Dear Diary,
Besides the basement, one of the hot spots is the theater's backstage. After the Story of My Life scene a handful of us huddle around two standing microphones to provide vocal support for the keystone-cops-hilarious guards onstage.
John Poling, the college professor fresh off his happy villager persona, occupies one with his tenor voice. I huddle around the other with Brian Clark, stuffed handsomely into a little pig costume, and Jay Hartzler the do-it-all producer/bishop/set builder/dwarf voice/etc. Brian and I often pass the time lip-synching and gesturing for the Farquaad vs Gingy confrontation occupying the stage. Ramsey joins us when he can.
After the Farquaad dungeon scene comes my personal favorite, the Duloc dancer scene. At this point the backstage mics are flooded with bodies in close quarters. Our small choir is reinforced with the likes of Rosie Hauck and Lauren Guttschow.

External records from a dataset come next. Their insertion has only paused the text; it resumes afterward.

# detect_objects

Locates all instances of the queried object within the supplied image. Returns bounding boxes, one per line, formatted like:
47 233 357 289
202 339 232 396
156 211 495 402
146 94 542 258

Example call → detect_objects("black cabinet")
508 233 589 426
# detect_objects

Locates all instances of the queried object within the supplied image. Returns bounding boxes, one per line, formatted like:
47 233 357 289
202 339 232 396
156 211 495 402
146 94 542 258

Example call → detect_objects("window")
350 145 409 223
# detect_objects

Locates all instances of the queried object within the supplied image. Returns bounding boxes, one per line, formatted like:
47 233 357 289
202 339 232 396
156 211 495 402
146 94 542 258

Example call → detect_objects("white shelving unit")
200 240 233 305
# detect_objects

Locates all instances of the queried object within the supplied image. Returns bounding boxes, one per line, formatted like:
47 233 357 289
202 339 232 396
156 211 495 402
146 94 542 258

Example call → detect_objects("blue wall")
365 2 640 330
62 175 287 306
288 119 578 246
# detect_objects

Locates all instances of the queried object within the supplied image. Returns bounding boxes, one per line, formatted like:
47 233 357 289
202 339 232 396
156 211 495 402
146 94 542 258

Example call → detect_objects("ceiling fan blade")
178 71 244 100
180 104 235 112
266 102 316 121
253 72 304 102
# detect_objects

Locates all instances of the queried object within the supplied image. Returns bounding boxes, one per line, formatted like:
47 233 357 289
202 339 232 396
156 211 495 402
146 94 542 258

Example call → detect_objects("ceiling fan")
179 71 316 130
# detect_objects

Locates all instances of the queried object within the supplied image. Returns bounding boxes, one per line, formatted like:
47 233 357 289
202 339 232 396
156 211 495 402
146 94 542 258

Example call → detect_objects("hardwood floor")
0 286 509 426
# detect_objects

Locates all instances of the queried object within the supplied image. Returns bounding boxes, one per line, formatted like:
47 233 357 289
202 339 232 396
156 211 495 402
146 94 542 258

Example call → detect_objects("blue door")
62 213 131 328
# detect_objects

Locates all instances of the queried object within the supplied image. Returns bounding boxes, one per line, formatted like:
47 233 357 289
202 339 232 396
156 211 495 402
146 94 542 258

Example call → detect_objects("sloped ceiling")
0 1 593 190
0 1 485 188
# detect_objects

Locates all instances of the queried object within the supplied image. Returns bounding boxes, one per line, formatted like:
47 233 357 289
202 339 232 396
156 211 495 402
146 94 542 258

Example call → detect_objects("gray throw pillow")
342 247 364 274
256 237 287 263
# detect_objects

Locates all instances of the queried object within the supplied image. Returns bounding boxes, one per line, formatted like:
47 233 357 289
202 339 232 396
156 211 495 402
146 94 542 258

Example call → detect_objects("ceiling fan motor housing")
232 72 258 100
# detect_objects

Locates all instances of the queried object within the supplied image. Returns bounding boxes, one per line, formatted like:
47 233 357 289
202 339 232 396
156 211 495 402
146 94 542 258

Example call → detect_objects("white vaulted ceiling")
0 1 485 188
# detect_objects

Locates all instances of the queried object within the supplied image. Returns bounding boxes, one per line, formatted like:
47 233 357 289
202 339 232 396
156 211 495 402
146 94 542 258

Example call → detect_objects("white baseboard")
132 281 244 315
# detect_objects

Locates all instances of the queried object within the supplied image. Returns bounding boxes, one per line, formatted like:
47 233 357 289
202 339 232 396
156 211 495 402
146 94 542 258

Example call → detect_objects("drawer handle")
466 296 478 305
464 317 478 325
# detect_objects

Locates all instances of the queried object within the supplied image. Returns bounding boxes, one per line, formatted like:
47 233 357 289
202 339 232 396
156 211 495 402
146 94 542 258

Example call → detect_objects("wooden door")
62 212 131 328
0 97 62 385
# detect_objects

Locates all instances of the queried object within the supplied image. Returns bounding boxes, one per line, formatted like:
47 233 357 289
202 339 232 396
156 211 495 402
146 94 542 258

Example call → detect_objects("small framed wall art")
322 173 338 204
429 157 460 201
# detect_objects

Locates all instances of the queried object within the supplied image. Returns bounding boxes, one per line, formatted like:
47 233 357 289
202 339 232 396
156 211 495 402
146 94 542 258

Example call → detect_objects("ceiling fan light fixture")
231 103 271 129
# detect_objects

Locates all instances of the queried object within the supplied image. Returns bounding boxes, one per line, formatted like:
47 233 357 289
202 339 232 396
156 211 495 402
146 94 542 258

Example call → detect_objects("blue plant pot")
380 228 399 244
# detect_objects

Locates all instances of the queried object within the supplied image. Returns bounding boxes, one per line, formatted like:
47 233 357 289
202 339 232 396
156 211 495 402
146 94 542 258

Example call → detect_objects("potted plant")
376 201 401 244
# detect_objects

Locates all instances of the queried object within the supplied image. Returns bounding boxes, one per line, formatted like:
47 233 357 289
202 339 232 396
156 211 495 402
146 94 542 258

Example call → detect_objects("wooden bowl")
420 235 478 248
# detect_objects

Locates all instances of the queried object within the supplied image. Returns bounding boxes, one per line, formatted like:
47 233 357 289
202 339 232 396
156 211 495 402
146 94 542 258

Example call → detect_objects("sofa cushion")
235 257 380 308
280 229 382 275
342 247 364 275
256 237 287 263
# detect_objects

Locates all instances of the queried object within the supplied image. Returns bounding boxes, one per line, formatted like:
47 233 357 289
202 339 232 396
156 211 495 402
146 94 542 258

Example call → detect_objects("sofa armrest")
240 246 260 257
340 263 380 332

There's also Ce Ce Hill from UHigh's theater, speech and choir who knocks out several solos during the show, and Kiley Bronke the basketball/soccer player from Normal West who helps me cram the back corner of the stage during the Freak Flag scene. Samm Bettis has been in three shows with me, and also rocks the Teen Fiona number.
Other members of the backstage singers are Jake Rathman and Heartland student/Sudoku & dancing whiz Kristen Woodard, who chime in during the second act's Farquaad ballad and wedding song. And probably someone I've left out, but is also awesome.
None of the fun is possible without the tireless ministrations of the orchestra led by JoLynn Robinson who successfully trained us (herded us?) through rehearsals the last couple of months and gives us timely cutoff signals from the overhead monitor on stage. Chase Brown and Andrew Johnson on keyboards are close enough for a wayward singer to bump into as they expertly shift the boards from one instrument to another. Cori and Tim Zehr have the distinction of being the only people to have been in all four of my shows (Cori and I sharing an instrument so to speak as I "play the flute" during the Morning Person scene), and brother David is along for the ride this time. Barry Fletcher and I go way back to our days in the contemporary band for Calvary United Methodist Church. Nick Benson, still rosy-cheeked from his little pig costume in his unique dual role, blares away on the trombone. With Abby Hammer keeping time on the drums, it's an unstoppable force of unsung heroes that keeps the energy high throughout.